Kemudian dalan sejarah islam pun
dijelaskan bahwa setelah batu hitam itu berhasil ditemukan kembali,
batu itu sudah tidak utuh lagi. Ada pecahan disana sini, bahkan
volumenya sudah mulai berkurang. Dan batu hitam yg ada sampai sekarang
pun itu sudah paduan antara batu hitam yg asli dengan yg imitasi. Tetapi
anda lihat, apakah ummat islam heboh karena itu ? Jawabnya: Tidak
pernah!. Sebab Tuhan mereka bukanlah batu tetapi Allah. Batu boleh rusak
dan hilang tetapi Allah (Tuhan mereka) tetap ada. Berbeda sekali dengan
ummat agama lain yg menganut paganisme.
Mereka melakukan itu bukan atas
dasar perintah Tuhan tetapi apa kata nenek moyang mereka, apa kata
tetua-tetua mereka dan apa kata leluhur mereka. Tidak ada dasar yg
langsung di dasari dari ketentuan Kitabnya (yg merupakan kumpulan
perintah-perintah Tuhan). Ini bisa anda lihat dalam berbagai literatur
tentang filsafat agama dan perbandingan agama. Tiga agama yg memiliki
kitab suci yang berisi perkataan – perkataan Langsung Tuhan, yaitu
Islam, Kristen dan Yahudi.
Selebihnya agama yg lain hanya
didasari oleh filsafat orang-orang terdahulu dan nenek moyang mereka.
Jadi inilah perbedaannya antara ibadah ritual ummat Islam yg menghadap
batu dengan ibadah ritual ummat lain yg juga menghadap batu. Dalam agama
lain, batu itu dianggap seperti Dewa/Tuhan, sesuatu yg diagungkan dan
dipuja-puja, sedangkan ummat islam memandang batu itu hanyalah sebagai
alat untuk mewujudkan kebaktian kepada Tuhan yang sebenarnya. Sebetulnya
pengertian berhala di sini tidak hanya batu saja, tetapilebih luas.

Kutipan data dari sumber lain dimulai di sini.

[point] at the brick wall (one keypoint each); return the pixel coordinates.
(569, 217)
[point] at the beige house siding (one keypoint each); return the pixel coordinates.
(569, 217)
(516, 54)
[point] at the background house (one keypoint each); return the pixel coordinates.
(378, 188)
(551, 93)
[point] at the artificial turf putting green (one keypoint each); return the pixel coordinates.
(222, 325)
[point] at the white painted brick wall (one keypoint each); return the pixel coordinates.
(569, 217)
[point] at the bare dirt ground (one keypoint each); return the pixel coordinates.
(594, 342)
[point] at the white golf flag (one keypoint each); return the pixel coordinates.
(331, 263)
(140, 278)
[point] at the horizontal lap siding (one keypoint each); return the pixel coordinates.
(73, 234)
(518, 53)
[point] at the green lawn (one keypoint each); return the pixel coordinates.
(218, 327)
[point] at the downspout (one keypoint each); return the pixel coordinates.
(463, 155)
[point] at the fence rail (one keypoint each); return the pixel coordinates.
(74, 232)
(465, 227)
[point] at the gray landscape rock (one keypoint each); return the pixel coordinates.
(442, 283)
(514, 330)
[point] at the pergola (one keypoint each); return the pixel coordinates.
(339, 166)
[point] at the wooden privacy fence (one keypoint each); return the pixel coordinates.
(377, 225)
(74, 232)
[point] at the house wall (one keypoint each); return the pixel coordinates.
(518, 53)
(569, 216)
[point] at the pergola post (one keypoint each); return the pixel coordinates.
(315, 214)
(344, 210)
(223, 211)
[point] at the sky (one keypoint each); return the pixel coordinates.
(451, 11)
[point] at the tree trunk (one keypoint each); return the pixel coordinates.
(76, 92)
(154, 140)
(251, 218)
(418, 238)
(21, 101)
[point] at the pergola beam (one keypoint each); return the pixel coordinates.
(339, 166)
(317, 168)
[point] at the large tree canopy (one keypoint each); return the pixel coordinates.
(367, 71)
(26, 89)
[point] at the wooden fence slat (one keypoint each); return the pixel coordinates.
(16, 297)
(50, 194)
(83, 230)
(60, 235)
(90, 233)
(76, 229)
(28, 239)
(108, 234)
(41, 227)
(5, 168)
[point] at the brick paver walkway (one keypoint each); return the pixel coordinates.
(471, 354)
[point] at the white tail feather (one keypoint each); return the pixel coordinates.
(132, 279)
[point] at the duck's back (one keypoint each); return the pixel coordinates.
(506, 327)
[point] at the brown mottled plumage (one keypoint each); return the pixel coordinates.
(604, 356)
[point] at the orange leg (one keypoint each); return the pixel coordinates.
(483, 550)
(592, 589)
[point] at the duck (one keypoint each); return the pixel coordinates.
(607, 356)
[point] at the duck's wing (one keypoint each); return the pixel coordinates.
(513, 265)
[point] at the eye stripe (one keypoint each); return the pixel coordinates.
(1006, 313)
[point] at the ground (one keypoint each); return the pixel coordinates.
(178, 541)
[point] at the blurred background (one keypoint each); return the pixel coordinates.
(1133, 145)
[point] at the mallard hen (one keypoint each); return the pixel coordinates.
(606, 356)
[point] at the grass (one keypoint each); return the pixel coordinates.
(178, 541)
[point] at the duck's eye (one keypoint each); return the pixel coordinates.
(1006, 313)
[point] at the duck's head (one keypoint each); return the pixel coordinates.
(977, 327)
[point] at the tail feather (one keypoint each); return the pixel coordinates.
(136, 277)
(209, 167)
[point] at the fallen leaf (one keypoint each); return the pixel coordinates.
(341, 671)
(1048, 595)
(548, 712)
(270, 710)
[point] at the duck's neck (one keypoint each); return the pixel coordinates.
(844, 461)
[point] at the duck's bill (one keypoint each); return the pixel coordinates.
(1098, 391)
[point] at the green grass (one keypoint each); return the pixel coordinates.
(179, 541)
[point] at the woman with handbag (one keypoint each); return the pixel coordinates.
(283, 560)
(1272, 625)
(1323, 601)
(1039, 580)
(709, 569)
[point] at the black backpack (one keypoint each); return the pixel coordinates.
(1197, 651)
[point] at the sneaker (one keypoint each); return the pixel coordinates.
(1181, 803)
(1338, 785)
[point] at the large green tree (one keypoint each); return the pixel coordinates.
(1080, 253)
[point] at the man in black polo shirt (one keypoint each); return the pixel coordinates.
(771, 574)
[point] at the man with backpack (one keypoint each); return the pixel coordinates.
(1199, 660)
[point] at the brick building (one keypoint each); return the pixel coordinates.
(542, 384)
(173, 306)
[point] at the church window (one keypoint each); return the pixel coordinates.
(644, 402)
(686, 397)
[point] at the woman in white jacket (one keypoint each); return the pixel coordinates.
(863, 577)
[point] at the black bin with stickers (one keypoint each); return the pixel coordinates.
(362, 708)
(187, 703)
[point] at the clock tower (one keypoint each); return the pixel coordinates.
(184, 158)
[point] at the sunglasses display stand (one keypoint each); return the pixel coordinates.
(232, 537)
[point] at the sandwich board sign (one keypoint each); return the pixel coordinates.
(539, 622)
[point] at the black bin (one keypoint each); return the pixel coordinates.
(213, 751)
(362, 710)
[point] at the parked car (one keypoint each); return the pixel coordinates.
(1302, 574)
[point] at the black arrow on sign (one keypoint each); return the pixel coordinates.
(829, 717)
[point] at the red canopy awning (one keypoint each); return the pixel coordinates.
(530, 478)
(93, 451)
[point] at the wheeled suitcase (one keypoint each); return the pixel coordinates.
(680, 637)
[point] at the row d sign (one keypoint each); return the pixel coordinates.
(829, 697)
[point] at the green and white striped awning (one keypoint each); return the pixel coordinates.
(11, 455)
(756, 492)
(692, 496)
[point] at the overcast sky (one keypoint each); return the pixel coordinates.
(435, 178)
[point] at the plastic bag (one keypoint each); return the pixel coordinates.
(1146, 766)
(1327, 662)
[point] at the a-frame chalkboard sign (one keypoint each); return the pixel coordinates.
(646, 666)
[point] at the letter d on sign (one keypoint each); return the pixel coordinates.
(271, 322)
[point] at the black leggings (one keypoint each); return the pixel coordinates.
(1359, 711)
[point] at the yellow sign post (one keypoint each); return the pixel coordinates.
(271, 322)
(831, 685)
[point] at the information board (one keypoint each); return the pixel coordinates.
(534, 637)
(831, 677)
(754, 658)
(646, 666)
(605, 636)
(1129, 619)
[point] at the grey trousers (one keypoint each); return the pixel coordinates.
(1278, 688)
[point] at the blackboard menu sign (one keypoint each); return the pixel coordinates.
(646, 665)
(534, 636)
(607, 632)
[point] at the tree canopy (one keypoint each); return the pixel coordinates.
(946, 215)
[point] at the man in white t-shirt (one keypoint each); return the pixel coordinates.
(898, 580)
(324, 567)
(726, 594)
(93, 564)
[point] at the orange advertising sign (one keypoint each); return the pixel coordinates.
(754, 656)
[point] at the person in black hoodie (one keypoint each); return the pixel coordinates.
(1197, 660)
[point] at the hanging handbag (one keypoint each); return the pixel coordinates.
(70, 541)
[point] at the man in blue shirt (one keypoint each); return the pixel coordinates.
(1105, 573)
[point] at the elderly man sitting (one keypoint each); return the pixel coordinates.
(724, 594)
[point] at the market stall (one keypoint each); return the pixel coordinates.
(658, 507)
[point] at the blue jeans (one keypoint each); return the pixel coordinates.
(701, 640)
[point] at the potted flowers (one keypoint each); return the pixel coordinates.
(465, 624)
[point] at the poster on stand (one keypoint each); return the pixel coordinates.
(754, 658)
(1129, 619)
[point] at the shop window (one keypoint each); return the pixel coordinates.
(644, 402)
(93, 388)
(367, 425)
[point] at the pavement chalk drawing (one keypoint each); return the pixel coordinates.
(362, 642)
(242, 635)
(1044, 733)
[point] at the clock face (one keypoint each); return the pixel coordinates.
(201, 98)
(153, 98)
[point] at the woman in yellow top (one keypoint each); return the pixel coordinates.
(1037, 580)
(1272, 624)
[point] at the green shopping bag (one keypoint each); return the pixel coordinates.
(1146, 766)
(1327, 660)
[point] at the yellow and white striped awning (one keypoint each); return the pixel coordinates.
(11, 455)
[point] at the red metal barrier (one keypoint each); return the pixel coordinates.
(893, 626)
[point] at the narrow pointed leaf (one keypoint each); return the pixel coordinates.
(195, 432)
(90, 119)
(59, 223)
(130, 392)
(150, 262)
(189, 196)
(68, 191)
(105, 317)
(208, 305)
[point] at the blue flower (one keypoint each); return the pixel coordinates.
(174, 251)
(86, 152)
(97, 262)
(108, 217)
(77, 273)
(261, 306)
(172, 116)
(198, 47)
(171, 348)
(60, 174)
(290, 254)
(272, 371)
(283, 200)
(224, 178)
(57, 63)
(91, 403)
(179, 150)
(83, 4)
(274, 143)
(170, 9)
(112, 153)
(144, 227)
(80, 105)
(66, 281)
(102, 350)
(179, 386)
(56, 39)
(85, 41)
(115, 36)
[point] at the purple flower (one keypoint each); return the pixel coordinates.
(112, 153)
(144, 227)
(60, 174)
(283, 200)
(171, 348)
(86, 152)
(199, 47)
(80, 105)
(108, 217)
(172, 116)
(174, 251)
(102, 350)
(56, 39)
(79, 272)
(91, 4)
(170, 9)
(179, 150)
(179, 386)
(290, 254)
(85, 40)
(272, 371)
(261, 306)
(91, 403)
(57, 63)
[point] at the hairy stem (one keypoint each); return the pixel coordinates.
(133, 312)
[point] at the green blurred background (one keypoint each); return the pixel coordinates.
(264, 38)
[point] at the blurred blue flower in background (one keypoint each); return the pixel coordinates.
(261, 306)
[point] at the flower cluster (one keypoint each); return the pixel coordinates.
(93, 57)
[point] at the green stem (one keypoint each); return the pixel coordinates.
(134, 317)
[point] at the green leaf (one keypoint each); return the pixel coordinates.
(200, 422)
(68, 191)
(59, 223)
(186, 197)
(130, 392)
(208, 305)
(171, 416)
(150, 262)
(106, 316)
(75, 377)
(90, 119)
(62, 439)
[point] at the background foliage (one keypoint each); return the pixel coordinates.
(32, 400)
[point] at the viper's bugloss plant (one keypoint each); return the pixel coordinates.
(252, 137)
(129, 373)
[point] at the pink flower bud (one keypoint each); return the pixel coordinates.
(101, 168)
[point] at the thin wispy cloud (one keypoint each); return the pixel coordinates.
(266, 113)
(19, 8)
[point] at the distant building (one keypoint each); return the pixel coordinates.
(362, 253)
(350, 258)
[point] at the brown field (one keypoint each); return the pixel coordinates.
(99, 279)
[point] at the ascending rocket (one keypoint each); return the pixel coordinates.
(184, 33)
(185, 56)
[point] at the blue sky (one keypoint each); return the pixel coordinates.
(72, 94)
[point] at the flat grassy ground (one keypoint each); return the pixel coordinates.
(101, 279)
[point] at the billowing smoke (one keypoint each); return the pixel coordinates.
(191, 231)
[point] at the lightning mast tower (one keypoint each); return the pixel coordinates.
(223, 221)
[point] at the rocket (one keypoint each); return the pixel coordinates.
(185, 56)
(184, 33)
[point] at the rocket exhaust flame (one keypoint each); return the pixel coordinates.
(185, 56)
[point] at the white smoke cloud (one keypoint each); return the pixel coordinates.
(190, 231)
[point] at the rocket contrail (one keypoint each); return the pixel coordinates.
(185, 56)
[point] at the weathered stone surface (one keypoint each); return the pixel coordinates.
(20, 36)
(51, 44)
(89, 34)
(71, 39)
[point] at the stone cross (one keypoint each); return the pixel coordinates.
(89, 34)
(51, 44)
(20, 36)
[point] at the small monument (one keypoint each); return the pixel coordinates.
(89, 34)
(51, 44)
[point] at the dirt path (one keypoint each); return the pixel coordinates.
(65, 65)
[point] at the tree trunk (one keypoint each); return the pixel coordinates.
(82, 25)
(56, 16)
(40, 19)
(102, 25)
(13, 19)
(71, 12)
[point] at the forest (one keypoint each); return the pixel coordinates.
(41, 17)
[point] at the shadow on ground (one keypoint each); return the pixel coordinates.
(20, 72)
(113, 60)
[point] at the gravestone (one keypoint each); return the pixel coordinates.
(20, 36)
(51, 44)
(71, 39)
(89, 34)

Berhala bisa berarti ideologi, bisa berarti materi/uang, bisa berarti
manusia, bisa berarti yg lain-lain selain Tuhan alam Semesta.
Setiap kegiatan yg tidak
didasari oleh ketundukan kepada ketentuan Tuhan dan perintah-perintah
Tuhan (Allah), maka berartiseorang muslim bisa terjebak dalam
penyembahan “berhala”. Seperti seorang muslim yg lebih menggandrungi dan
memuja artis tertentu sampai-sampai tidak sholat karena ada acara
konser, maka bisa dikatakan orang itu telah menyembah (telah tunduk)
kepada “berhala” (ketundukan ia dan ketakutan ia kepada Tuhannya telah
terkalahkan oleh seorang artis). Begitu juga bila seseorang telah tunduk
dan sujud kepada batu (batu tsb dianggap mempunyai kekuatan gaib dan
kemudian dipuja-puja) atau bila seseorang telah tunduk dan sujud kepada
matahari (menganggap matahari itu sebagai pemberi rezki) ataupun kepada
sapi (menganggap bahwa sapi itu titisan dewa dll lalu disembah dan
diagung-agungkan) maka semua itu adalah penyembahan terhadap “berhala”.
Jadi anda harus bisa membedakan
mana yg benar-benar memuja benda/hewan/tumbuhan sebagai Tuhan dan mana
yg melakukan sujud menghadap batu hanya sebagai wujud ketaatan kepada
Tuhan yg sebenarnya. Rasulullah sendiri pernah menunjuk Hajar Aswad
dengan tongkat Beliau:
Diriwayatkan oleh Ibnu Abbas:
Nabi mengerjakan Tawaf
mengelilingi Ka’bah dengan menunggang seekor unta pada ibadah haji
terakhir dan menyentuh hajar aswad dengan tongkatnya. (Sahih Bukhari juz
2 no 677).
Dengan demikian nyatalah bahwa
Hajar Aswad itu hanyalah batu yang tidak dapat mendatangkan celaka atau
tidak dapat mendatangkan untung kecuali dengan ijin Allah swt.